When the people that you are trying to please are connected to your core identity it can be difficult to ask yourself those deeper probing questions that either leave you with no answers, or answers that you don’t want to hear. What I saw in this relationship (as is the case in all relationships) was a mirror. There was an opportunity to see myself reflected. Rather than look at who I wanted to be or who I was trying to be, I had to look at who I really am. This was a bit difficult. My shadow and inner child work, which I often view as one in the same, had become much more intense lately. I was facing into some truths about my traumas, about myself at the different ages when some of those major traumas occurred, and acknowledge that the stories that I had been telling myself all these years may have not been the most accurate. I’ve said before that memories are a funny thing. We like to think that they remain in tact and clear of the events that happened, remaining as truthful and error-free as possible but that’s just not so. Years ago I had come to the conclusion that what I needed was forgiveness. But not from myself to myself. Oh no! I wanted forgiveness from the other people who were in these traumatic moments. But even the spiritualist knew that such a demand was coming from a hurt place.

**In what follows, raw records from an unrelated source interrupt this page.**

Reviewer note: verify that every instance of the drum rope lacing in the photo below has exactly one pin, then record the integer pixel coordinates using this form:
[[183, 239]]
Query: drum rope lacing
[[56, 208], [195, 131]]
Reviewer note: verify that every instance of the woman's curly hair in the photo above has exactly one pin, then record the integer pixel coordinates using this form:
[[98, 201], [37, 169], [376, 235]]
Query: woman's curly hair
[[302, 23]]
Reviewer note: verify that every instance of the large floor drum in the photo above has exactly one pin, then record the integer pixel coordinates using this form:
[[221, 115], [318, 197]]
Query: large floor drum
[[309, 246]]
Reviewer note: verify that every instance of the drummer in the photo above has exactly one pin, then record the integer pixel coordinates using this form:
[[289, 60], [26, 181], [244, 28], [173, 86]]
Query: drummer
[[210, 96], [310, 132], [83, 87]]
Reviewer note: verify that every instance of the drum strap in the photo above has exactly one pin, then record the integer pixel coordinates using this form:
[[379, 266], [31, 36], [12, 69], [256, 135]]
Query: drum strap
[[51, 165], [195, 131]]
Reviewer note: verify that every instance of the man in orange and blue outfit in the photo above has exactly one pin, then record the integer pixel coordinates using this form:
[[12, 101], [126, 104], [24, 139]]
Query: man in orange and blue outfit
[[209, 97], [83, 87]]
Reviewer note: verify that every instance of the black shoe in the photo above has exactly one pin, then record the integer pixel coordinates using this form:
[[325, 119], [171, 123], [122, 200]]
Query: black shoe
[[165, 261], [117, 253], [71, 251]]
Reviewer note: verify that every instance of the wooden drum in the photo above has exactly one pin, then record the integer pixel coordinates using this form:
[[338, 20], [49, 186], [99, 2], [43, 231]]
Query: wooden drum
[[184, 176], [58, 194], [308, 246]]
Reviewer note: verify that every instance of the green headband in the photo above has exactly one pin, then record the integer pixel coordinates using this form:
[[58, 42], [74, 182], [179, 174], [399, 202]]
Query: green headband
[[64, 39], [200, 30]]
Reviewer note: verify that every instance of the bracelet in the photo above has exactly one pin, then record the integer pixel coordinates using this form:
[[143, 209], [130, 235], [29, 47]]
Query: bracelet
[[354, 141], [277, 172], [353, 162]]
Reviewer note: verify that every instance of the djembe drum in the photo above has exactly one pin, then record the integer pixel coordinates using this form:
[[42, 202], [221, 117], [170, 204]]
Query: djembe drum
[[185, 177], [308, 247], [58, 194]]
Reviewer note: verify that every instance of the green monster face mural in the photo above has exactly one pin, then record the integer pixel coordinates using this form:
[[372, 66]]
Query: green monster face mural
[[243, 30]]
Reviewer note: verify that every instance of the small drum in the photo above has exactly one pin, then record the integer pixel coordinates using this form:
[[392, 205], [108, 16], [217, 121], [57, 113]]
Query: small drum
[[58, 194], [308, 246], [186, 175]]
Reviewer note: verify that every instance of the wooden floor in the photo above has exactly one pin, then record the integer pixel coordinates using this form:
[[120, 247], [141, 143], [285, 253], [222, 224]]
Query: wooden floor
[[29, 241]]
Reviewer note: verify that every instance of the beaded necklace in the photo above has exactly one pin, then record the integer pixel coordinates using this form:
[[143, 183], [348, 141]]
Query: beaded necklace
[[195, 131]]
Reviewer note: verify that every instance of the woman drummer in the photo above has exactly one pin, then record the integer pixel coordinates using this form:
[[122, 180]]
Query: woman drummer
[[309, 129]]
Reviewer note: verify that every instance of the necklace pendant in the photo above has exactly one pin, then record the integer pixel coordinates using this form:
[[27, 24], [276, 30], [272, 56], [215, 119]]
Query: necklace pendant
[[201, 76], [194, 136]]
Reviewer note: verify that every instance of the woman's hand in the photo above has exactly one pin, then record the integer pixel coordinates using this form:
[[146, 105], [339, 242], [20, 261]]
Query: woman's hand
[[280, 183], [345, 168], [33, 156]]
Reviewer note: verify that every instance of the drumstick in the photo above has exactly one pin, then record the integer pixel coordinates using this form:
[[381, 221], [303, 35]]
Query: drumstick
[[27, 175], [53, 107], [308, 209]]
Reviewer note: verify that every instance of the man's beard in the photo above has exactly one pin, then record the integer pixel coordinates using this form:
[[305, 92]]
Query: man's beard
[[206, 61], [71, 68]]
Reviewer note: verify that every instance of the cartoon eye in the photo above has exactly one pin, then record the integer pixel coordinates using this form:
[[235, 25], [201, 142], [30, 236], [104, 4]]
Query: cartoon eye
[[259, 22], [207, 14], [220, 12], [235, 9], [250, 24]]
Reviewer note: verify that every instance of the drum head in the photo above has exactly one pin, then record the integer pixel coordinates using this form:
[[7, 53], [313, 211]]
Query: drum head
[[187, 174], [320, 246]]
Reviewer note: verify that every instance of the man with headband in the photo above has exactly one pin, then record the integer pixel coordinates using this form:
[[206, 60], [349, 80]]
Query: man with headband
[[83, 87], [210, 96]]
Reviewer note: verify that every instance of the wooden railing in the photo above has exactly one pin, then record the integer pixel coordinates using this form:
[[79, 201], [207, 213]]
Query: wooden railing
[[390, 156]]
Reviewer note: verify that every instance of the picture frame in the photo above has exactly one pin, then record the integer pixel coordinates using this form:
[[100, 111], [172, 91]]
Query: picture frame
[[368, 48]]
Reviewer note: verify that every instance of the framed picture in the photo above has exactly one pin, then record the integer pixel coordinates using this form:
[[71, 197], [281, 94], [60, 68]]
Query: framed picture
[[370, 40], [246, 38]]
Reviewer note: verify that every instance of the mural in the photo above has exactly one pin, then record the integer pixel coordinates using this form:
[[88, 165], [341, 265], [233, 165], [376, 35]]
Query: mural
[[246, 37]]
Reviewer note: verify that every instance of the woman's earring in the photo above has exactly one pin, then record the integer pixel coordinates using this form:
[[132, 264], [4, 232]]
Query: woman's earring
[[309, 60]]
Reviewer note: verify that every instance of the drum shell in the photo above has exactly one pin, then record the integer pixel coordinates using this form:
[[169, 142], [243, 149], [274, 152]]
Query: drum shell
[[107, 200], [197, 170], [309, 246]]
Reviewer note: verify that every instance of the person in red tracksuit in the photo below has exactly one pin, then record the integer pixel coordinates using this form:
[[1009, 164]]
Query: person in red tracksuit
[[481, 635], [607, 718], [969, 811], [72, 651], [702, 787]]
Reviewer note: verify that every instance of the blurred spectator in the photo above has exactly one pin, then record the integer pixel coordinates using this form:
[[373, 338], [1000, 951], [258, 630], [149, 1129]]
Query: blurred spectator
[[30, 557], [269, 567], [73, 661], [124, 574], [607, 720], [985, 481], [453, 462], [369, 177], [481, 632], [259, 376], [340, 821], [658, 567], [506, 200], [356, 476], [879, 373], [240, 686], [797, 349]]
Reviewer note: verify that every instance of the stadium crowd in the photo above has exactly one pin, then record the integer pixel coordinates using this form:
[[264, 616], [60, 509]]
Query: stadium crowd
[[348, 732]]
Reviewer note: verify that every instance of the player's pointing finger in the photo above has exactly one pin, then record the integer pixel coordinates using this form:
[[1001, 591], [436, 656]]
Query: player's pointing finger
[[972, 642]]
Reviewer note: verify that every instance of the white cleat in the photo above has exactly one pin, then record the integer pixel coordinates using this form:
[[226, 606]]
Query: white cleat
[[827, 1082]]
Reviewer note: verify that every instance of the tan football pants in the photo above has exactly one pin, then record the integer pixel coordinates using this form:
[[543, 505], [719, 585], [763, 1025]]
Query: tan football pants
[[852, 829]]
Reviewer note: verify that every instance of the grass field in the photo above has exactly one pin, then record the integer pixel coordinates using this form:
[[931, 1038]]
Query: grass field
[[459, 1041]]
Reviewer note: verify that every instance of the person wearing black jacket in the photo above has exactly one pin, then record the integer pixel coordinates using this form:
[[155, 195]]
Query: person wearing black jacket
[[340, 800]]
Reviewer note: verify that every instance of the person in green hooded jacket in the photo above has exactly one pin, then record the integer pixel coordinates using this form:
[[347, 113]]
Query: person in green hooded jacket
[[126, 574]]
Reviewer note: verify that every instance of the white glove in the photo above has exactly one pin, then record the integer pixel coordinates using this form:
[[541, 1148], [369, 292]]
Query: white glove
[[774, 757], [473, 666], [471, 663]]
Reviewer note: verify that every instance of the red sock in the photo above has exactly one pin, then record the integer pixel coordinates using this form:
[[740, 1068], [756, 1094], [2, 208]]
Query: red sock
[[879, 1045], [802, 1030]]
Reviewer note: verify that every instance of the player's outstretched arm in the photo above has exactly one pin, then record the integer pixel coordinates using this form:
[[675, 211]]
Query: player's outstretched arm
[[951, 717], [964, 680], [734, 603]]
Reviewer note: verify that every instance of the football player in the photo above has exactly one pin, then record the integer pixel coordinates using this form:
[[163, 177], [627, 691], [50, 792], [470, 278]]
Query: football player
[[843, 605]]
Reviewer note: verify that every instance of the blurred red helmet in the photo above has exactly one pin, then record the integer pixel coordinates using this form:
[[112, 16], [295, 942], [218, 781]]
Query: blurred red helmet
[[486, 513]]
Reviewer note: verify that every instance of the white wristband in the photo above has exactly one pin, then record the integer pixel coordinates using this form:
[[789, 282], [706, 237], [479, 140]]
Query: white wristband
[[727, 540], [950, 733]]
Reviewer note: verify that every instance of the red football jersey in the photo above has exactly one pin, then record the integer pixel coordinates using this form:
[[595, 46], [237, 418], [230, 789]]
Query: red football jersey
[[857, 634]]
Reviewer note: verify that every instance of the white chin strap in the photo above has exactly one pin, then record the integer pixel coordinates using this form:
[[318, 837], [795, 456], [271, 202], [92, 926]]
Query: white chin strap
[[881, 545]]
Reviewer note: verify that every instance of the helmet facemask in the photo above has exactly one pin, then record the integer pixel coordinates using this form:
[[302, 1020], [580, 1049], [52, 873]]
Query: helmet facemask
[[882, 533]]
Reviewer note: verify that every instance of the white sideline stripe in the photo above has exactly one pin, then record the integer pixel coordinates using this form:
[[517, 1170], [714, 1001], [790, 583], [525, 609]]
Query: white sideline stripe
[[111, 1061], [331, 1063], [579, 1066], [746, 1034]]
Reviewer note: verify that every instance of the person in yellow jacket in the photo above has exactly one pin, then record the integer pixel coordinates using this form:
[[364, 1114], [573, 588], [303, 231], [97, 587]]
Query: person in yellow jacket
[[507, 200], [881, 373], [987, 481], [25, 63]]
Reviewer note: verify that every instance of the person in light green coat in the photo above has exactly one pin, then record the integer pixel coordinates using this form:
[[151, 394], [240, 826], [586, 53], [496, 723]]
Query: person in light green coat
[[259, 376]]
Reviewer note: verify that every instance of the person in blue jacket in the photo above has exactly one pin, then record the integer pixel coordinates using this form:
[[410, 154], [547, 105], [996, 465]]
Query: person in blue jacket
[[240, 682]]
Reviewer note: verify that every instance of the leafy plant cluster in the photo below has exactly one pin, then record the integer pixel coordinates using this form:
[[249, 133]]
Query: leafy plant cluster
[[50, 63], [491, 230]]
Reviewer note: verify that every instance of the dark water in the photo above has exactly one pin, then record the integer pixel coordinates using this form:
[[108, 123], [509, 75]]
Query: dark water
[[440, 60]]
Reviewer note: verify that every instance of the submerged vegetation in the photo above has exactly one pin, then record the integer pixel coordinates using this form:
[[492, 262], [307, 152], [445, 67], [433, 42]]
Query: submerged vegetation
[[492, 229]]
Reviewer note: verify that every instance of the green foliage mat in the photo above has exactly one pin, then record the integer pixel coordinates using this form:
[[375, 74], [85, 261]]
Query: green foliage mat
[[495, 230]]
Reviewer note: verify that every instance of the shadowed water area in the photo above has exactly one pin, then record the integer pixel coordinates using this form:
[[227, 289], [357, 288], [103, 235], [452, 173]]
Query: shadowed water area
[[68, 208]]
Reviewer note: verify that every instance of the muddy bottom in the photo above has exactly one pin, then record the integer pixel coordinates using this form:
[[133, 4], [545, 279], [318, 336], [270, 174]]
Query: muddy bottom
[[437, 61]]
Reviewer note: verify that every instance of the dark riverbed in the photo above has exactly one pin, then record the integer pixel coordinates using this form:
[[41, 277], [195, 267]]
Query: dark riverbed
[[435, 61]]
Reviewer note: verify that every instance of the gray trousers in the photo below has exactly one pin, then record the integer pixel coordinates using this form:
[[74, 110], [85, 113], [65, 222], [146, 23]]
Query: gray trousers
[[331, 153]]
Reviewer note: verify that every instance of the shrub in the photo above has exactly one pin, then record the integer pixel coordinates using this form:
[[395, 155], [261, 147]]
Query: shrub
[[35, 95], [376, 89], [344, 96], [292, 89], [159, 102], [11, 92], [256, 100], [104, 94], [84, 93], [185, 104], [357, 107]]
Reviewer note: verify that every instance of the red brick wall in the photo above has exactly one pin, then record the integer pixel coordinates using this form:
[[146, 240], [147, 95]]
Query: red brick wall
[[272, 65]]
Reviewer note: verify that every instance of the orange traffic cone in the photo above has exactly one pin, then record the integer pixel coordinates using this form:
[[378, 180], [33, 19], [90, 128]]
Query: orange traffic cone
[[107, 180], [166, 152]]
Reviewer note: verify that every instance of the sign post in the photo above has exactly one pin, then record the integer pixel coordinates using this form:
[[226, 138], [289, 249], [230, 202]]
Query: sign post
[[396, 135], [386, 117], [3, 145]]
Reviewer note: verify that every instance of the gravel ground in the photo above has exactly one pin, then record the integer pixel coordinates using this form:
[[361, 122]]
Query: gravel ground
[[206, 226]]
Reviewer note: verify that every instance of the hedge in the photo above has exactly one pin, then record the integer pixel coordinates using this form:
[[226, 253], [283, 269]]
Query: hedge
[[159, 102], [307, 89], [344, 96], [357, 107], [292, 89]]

So I shifted my focus towards myself. I wrote all sorts of affirmations, spoke all the hippie positive words, read tons of books on the topic and even in certain cases implemented practices that could be used my any practitioner of wellness to one of their clients. But I felt like I was coming up short again. I didn’t feel that forgiveness truthfully in my heart. I believe that sometimes I am putting so much effort into getting through something that I rarely allow myself the space and time to just collapse. Lately I’ve had to hold space for people who have been going through their own shifts and transformations and I could do was sit with them or be with them as their pain swelled and crashed time and again. This is not an easy practice and I realized as I was being with others in their grief that I was trying so hard to avoid mine. I’ve talked before about grief and the practice of grieving which I believe none of us are good at and not equipped to help others in their grieving. Some years ago I started training to become a death doula, not just to help loved ones who are experiencing or have experienced the loss of a loved one, but also to get some “in the field” practice of being a grief counselor.

Much of what we all of grieving is ourselves and the loss of our identities. I’ve been struggling with that for my own self. Now not only do we all have to deal with the grieving of ourselves and who we thought we were, but we must also grieve the world around us. Life is so fragile. Our human experience is held up by thin sheets and threads of glass, easily broken at a moments notice. And maybe that’s what the Creator had in mind when it came to living this human life. Maybe we must continually break ourselves open to be reborn again and again. We see this pattern in nature, yet we push against it in our own lives. In order for growth, things must break, die and be cut off. Whether we actively do the cutting, breaking, dying or not is irrelevant because it’s going to happen one way or another. Trying to avoid the inevitable only causes the pain the be greater. This may sound harsh and I don’t intend for it be. But I’ve learned that acceptance gives space for all of life’s complexities. I don’t have to hold up a facade in order to save face. The face that I am trying to save in effect is the truest one of me and when I create some idealistic version of myself in order to trudge through life’s battlefield, I end up coming out battered and bruised. If I can just be, just exist, I am more aligned with life and the truth that everything is messy and I don’t have to be perfect. All I have to do is show up.